Think and Grow Rich est souvent présenté comme un livre de prospérité. Gollius le lit d’abord comme un manuel de commandement.
Commandement sur le but. Commandement sur l’attention. Commandement sur la phrase intérieure répétée. Commandement sur l’hésitation. Commandement sur la tendance à laisser l’échec devenir une identité.
La force du livre est là. Napoleon Hill prend une volonté dispersée et lui demande un but défini. Il prend le désir hors du brouillard et l’oblige à devenir écrit, répété, imaginé, organisé, puis agi. Peu importe, au départ, qu’on accepte chaque récit historique ou chaque promesse de prospérité. La première question est plus nette :
ce livre peut-il rendre l’acte suivant plus précis ?
Ce que le livre apporte à Gollius
Paul ne lit pas Think and Grow Rich pour collectionner de vieilles formules. Il le lit parce que Gollius a besoin d’un moteur mental.
Le livre lui donne plusieurs pièces de ce moteur :
- le désir, c’est-à-dire la force émotionnelle qui fait qu’un changement n’est plus une simple préférence ;
- le but défini, assez clair pour organiser le comportement ;
- la foi, c’est-à-dire la disponibilité à agir avant que la preuve soit complète ;
- l’autosuggestion, la phrase répétée qui oriente l’attention vers l’image choisie ;
- le savoir spécialisé, c’est-à-dire l’humilité d’apprendre ce que le but exige vraiment ;
- la décision et la persistance, pour ne pas laisser la friction dissoudre le soi futur.
Lu ainsi, le livre parle moins de richesse fantasmée que d’identité disciplinée.
Le geste central
Le geste central de Think and Grow Rich consiste à transformer un souhait en but défini.
Un souhait dit : « J’aimerais que ma vie change. »
Un but défini dit : « Voici l’identité que je construis, voici le travail qu’elle exige, voici l’image que je vais répéter, et voici l’action que je prends maintenant. »
La différence compte parce que l’esprit répond à la répétition, à l’émotion, à l’image et au signal. Un souhait vague lui donne du brouillard. Un but défini lui donne une structure. Quand cette structure est répétée et soutenue par l’action, l’esprit commence à remarquer des occasions, des excuses, des alliés, des obstacles et des contradictions qu’il ne voyait pas avant.
Comment le lire
Lire le livre avec un crayon et un but vivant.
Ne pas le lire comme un charme ancien. Ne pas le lire comme une formule financière qui annule la compétence, le contexte, le timing ou les conséquences. Le lire comme un manuel d’entraînement du désir.
Après chaque idée majeure, se demander :
- qu’est-ce que cela me demande de nommer ;
- qu’est-ce que cela me demande de répéter ;
- qu’est-ce que cela me demande de faire aujourd’hui ;
- quelle excuse cette idée met au jour.
Une seule phrase qui change le comportement vaut plus que dix chapitres surlignés qui ne touchent pas la journée.
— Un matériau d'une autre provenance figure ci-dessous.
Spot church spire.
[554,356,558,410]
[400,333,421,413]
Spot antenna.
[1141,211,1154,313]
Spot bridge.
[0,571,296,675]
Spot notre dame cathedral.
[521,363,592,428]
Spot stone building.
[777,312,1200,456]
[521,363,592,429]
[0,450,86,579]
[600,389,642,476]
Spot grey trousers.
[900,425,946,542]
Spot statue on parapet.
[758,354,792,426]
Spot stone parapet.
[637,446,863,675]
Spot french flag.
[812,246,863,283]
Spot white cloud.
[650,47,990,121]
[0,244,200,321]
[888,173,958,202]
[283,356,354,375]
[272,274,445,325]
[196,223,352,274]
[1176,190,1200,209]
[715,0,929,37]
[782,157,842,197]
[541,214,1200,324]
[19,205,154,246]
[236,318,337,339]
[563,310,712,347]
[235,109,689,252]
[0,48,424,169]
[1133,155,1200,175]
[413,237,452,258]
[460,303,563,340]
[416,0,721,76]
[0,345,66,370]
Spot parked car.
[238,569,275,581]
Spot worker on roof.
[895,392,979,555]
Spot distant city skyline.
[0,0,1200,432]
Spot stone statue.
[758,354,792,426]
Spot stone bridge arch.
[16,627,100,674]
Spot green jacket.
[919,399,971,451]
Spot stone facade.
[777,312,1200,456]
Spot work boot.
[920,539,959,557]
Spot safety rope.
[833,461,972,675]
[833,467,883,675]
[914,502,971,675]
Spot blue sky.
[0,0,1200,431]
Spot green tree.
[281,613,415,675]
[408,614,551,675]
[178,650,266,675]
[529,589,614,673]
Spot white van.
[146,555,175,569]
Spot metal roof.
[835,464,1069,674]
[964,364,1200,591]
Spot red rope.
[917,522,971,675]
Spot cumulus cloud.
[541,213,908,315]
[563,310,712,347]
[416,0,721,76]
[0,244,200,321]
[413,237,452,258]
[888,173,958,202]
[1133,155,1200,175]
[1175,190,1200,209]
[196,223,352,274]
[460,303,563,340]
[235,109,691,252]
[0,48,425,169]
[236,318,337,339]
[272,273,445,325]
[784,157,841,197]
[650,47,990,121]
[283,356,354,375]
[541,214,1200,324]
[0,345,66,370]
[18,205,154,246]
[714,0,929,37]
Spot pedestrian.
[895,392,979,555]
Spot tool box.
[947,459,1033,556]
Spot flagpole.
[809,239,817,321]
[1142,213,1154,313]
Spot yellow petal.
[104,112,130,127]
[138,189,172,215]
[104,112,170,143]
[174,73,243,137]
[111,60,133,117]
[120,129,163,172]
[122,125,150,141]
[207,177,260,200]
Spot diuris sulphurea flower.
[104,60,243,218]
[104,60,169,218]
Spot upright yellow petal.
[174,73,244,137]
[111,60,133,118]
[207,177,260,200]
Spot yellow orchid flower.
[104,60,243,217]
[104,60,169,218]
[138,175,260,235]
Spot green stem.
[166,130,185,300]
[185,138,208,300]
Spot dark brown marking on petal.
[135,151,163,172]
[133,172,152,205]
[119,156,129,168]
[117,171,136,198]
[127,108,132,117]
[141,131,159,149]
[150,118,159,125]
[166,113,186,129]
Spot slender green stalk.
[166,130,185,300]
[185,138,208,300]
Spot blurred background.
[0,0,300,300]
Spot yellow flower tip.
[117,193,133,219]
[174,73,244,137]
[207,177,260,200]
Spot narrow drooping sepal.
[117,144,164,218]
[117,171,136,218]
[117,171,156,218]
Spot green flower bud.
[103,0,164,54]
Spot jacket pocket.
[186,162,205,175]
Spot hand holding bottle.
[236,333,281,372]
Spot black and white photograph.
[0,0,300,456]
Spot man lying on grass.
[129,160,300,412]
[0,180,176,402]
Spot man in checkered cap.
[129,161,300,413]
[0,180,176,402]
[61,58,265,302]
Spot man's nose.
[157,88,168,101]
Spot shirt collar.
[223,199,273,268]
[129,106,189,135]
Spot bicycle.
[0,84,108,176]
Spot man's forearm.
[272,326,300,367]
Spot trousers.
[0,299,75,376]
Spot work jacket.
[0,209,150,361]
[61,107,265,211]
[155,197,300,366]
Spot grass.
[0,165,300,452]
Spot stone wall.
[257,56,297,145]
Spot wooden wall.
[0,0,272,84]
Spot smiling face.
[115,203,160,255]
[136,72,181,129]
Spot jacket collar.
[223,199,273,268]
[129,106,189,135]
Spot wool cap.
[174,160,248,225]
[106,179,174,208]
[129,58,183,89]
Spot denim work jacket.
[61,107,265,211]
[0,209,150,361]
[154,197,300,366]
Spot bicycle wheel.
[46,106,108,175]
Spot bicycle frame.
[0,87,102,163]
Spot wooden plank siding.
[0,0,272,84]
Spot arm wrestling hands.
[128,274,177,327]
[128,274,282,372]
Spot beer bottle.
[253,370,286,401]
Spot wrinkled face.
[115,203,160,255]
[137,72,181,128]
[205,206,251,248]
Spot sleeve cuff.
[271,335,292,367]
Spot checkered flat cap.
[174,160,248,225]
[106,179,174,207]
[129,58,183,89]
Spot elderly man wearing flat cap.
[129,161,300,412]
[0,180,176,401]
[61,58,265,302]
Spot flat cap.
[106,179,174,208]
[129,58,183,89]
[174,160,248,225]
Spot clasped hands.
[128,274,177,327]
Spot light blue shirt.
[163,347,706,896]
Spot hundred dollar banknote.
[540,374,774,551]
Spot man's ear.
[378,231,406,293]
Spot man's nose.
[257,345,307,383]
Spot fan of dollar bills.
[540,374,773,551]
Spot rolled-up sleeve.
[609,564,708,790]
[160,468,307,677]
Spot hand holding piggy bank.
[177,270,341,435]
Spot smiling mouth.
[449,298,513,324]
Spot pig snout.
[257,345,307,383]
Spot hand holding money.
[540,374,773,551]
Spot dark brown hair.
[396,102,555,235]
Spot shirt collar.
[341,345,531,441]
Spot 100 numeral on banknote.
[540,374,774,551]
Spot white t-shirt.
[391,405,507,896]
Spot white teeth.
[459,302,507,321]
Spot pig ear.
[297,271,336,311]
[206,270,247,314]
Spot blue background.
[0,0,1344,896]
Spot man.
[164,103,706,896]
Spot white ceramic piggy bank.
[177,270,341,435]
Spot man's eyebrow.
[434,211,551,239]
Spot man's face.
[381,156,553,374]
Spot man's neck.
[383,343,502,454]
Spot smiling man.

Exercice de lecture pratique
Avant de lire, écrire un but défini en haut d’une page.
Pendant la lecture, ne retenir que les phrases qui renforcent l’un des cinq points suivants :
- le but ;
- l’image du soi futur ;
- la répétition quotidienne ;
- le savoir nécessaire ;
- l’acte suivant.
À la fin de la session, choisir une phrase et la transformer en commande pour la journée. Pas un slogan. Une commande de comportement.
Exemple :
« Je décide vite là où l’ancien soi négocie. »
Puis le prouver par une décision. Le livre entre dans le corps quand la phrase change le mouvement.
Ce qu’il faut garder en proportion
Think and Grow Rich parle avec la langue et les hypothèses de son époque. Le texte est ambitieux, condensé, persuadé et parfois bien plus certain qu’une lecture moderne ne le souhaiterait. Gollius n’a pas besoin d’aplatir cette intensité. Il doit la traduire.
La traduction tient en quelques lignes :
- le désir a besoin d’une direction ;
- la foi a besoin d’une action ;
- l’autosuggestion a besoin de répétition ;
- les décisions d’argent ont besoin de chiffres ;
- l’ambition a besoin de conséquences ;
- le but a besoin de preuve.
Ainsi, le livre reste vivant sans prendre la place du jugement.
Verdict pratique
Lire Think and Grow Rich quand le désir est faible, le but vague ou la journée trop pleine de sorties. Le lire pour la force de la décision. Le lire pour la discipline de la répétition. Le lire pour cette idée ancienne mais toujours utile : on peut choisir une image du futur et commencer à organiser sa vie autour d’elle.
Pour Gollius, le livre ne promet pas que la pensée seule crée la richesse. Il demande d’arrêter de flotter.
L’ancien soi attend de se sentir prêt.
Gollius écrit le but, répète l’image, apprend ce qui est requis et agit.